Amerikas Medien werfen der demokratischen Präsidentschaftskandidatin Kamala Harris vor, nicht genügend Interviews zu geben. In der Tat hat die Vizepräsidentin bisher lediglich mit zwei nationalen Fernsehsendern exklusiv gesprochen. Doch harten Fragen, heisst es, würde sie nach wie vor ausweichen.
Erste kritische Stimmen wurden bereits drei Wochen nach Joe Bidens Rücktritt aus dem Wahlkampf 2024 laut. «Ja, Kamala Harris sollte mehr mit der Presse reden», titelte die «Columbia Journalism Review» (CJR) am 12. August einen Beitrag ihres Kolumnisten. Ein Narrativ mache sich im Umfeld des Wahlkampfes breit: «Warum will die demokratische Kandidatin noch immer kein richtiges Interview geben?»
Bereits ihr früherer Chef, Joe Biden, hatte so wenige Interview gewährt und so wenige Pressekonferenzen abgehalten wie keiner seiner Vorgänger aus jüngerer Zeit. Was laut CJR unter Umständen damit zusammenhing, dass Politiker heute nicht mehr auf traditionelle Medien angewiesen sind, um ihre Botschaft unters Volk zu bringen, sondern jederzeit auf soziale Medien oder neu auch auf Influencer ausweichen können.
Im Fall von Kamala Harris kam die Website «Politico» zum Schluss, Harris’ enges Umfeld sei, wie jenes von Joe Biden, äusserst skeptisch gegenüber der Einschätzung, dass Interviews mit grossen Fernsehsendern oder nationalen Zeitungen viel bringen würden, wenn es darum ginge, Wechselwählerinnen und -wähler zu erreichen.
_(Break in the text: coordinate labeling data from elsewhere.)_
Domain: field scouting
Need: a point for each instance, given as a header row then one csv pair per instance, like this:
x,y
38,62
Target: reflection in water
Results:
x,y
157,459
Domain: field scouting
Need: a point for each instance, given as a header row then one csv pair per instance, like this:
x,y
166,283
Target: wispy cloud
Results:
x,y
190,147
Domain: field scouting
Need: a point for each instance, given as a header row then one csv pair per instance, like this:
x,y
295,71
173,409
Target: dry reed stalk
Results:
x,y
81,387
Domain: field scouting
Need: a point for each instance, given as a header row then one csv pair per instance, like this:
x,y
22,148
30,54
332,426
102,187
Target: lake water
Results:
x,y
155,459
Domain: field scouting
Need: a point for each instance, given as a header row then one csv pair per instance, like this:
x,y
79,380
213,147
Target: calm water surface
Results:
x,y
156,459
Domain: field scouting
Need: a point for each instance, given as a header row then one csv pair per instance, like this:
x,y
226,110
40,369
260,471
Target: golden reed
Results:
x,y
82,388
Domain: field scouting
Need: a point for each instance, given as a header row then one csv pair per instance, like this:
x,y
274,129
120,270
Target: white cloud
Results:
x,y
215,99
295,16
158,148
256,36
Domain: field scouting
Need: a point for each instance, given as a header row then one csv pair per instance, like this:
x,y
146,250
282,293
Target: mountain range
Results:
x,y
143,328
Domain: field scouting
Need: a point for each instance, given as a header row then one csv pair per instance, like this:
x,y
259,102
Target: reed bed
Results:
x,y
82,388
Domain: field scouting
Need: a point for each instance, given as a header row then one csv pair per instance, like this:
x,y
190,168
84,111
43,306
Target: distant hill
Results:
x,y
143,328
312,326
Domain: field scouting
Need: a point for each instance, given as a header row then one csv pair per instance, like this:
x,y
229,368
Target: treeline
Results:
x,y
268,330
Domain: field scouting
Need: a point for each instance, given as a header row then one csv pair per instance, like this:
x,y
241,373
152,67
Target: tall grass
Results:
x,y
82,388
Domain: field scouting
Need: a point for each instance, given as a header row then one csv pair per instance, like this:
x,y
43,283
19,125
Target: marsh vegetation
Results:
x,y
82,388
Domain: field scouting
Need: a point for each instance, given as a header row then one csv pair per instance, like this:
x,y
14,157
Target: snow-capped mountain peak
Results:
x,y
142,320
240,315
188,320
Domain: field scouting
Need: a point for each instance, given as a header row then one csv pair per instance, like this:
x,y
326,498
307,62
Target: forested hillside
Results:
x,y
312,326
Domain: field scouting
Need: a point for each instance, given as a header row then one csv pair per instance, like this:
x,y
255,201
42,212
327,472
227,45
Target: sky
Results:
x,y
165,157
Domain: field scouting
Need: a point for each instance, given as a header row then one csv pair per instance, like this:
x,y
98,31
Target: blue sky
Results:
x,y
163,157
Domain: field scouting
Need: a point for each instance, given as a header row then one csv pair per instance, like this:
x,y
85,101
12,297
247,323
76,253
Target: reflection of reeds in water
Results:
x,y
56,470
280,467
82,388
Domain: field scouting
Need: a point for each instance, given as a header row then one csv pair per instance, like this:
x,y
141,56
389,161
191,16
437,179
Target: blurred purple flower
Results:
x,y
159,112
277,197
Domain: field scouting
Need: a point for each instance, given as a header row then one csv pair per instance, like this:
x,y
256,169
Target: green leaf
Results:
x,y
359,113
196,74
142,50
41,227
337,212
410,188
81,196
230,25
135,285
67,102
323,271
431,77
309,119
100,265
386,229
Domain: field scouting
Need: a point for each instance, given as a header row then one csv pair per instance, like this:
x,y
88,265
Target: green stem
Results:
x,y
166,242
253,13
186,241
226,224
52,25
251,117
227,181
Zwar sprach die Vizepräsidentin auf Flügen mit Leuten aus dem Medientross, aber ohne sich zitieren zu lassen. Was auch Donald Trumps Wahlkampfteam, allen voran Vize J. D. Vance, wiederholt öffentlich kritisierte – Trump zufolge, weil «sie (als Kandidatin) nicht smart genug ist».
Kritik an Kamala Harris kam auch aus den Medien selbst. «Die Medien und die Öffentlichkeit haben legitime Fragen und sie sollte sich ihnen stellen», forderte ein Leitartikel der «Washington Post». Andere Instanzen dagegen stellten fest, sie habe zu Beginn ihres Wahlkampfes Besseres zu tun, als mit den Medien zu reden. «Reporterinnen und Reporter glauben verständlicherweise, aber fälschlicherweise, dass es am Wichtigsten ist, mit ihnen zu reden», räumte ein Moderator des Fernsehsenders NBC ein. Auch wenn Donald Trump häufiger Fragen beantworte, heisse das nicht, dass er etwas Erhellendes sage: «Eine Lüge ist keine Antwort.»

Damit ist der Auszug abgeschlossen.